For Dakmak, building green results in better profits for his customers. By installing green features such as energy-efficient air-conditioning, occupancy sensors and water-efficient fixtures, Meridian Ghana can pass on the value to its tenants who will have lower utility bills. For firms that are customer-centric, the value of green far outweighs any added costs.
“Any rational business man wouldn’t opt for a non-green building,” said Dakmak. “The benefits are far more than the added costs.”
From the City to the Sea
A short distance from the city, the Tema Port connects Ghana to the rest of the world. Originally built in 1960, the port was recently expanded to accommodate larger vessels and meet the needs of Ghana’s rapidly growing maritime industry.
Led by Meridian Port Services (MPS), a joint venture between the Ghana Ports and Harbours Authority, Bolloré Transport & Logistics and APM Terminals, whether to build green boiled down to a business decision. “First, it’s a commercial case,” said Finlo Paish, Head of Construction for the Tema Port expansion project. “Second, it’s good for the environment.”
When considering the cost of energy and water, the company believed that building a resource-efficient building was the only way to go. Not only could they see a strong commercial case, but it also fit within the company’s sustainability goals.
At the Tema Port, where three separate buildings are EDGE-certified, including a workshop and maintenance building, offices for administrative purposes and offices for the port’s authorities, Paish saw greater value in resource-efficient features than in conventional ones. When seeking energy-smart solutions, LED lighting and occupancy sensors were determined to be the most durable, cost-effective and efficient option. “We wanted to make everything as efficient as possible because we want the port to be set up to prosper over the next decades,” Paish said.

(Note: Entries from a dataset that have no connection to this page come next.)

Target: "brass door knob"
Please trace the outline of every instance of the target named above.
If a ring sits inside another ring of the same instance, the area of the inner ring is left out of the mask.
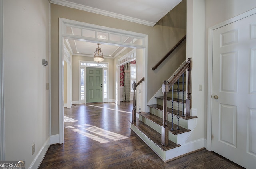
[[[218,99],[218,98],[219,98],[219,96],[217,95],[215,95],[213,96],[213,98],[215,99]]]

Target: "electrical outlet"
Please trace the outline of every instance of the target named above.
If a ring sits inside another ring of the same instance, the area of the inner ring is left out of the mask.
[[[199,91],[202,91],[202,84],[199,84]]]
[[[49,83],[46,83],[46,90],[49,90]]]
[[[36,151],[36,143],[34,143],[32,145],[32,155],[35,153]]]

Meeting the Needs of a Challenging Environment
As a middle-income country, Ghana struggles to meet the demands of its economic boom. Severe challenges in supplying sufficient electricity for the population has cost the country an average of $2.1 million in daily loss of production over the last 10 years. Meanwhile, an increasing population combined with poor infrastructure and the effects of climate change have led to severe water shortages.
This presents a unique challenge for developers who are eager to capitalize on the growing Ghanaian economy but fear the impact of resource shortages. Building resource-efficient buildings that conserve energy and water presents a solution. “Water is becoming scarce all over the world and electricity is expensive in Ghana,” said Dakmak. “It makes sense to economize on water and electricity.”

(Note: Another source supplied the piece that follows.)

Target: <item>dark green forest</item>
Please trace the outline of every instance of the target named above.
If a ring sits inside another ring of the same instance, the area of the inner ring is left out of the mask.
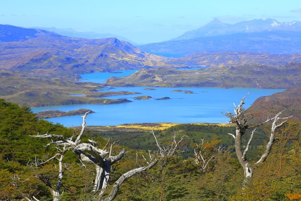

The green features within EDGE that Dakmak selected for the Atlantic Tower are expected to reduce energy use by 46 percent and water use by 56 percent, compared to an ordinary office building. Similarly, the Tema Port is expected to reduce energy use by 47 percent and water use by 32 percent.

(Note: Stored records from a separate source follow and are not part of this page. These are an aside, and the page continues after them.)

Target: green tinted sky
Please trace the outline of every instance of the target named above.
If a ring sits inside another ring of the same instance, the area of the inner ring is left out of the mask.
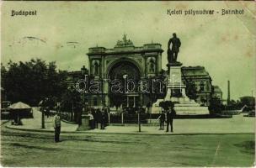
[[[168,8],[243,8],[245,14],[168,16]],[[11,17],[12,10],[21,9],[37,10],[37,16]],[[179,60],[184,66],[205,66],[224,98],[230,80],[232,97],[237,98],[251,95],[255,86],[255,23],[253,2],[3,2],[1,59],[6,64],[38,57],[56,60],[60,69],[77,71],[88,66],[88,48],[97,44],[113,48],[124,33],[136,46],[152,40],[166,50],[176,32],[182,42]],[[70,41],[81,45],[67,46]],[[165,69],[166,52],[163,57]]]

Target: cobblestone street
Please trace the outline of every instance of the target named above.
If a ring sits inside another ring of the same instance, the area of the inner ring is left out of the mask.
[[[61,134],[8,129],[2,125],[5,166],[249,166],[254,135]],[[233,155],[230,155],[233,154]]]

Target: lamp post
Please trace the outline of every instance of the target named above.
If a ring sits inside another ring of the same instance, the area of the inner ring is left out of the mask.
[[[84,76],[87,74],[88,70],[85,68],[84,66],[81,68],[81,72],[82,72],[83,76]],[[77,130],[88,130],[90,129],[89,128],[89,116],[86,110],[86,104],[85,104],[85,92],[86,92],[86,89],[84,87],[84,89],[83,90],[83,111],[82,111],[81,116],[80,116],[81,124],[79,125]]]
[[[85,68],[85,66],[83,66],[83,67],[81,68],[81,72],[82,72],[82,75],[83,75],[83,77],[84,76],[84,75],[87,73],[87,69]],[[85,105],[85,89],[83,89],[83,106]]]

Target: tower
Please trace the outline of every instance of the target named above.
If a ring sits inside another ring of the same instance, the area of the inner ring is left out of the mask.
[[[227,81],[227,105],[230,102],[230,81]]]

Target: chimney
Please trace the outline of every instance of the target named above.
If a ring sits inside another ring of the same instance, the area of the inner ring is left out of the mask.
[[[230,102],[230,81],[227,81],[227,105]]]

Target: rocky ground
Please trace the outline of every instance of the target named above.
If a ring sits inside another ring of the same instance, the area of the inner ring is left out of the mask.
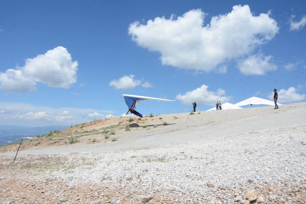
[[[138,150],[2,157],[0,202],[304,203],[305,133],[302,125]]]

At the Tema Port, MPS also saw value in contributing to the local economy in the construction of the port. Rather than importing their materials, they chose to source 95 percent of their construction materials locally. “The company wants to put money into the local economy,” said Paish. “We like to have a global-local model and show that we’re supporting the community.” In line with this thinking, MPS also provided jobs to more than 6,000 Ghanaians during the construction of the port.
A Future for Ghana
Ghana remains poised for the future business that will come to its country as a result of an expanded port and a growing commercial hub in Accra. The Tema Port will steer Ghana’s trade and industrial sectors in the right direction, allowing the country to connect to Africa’s consumers in a more efficient way, while Atlantic Tower will attract more multinational companies to establish offices in the capital.
“Such infrastructure is an important facilitation to the Ghanaian economy because it attracts investment, creates jobs and increases trade,” said Mohamed Samara, CEO of MPS. “The entire economy will stand to benefit from such an increase in the volume of trade and industry.”
By certifying with EDGE, Ghana’s economy will be ready for the future.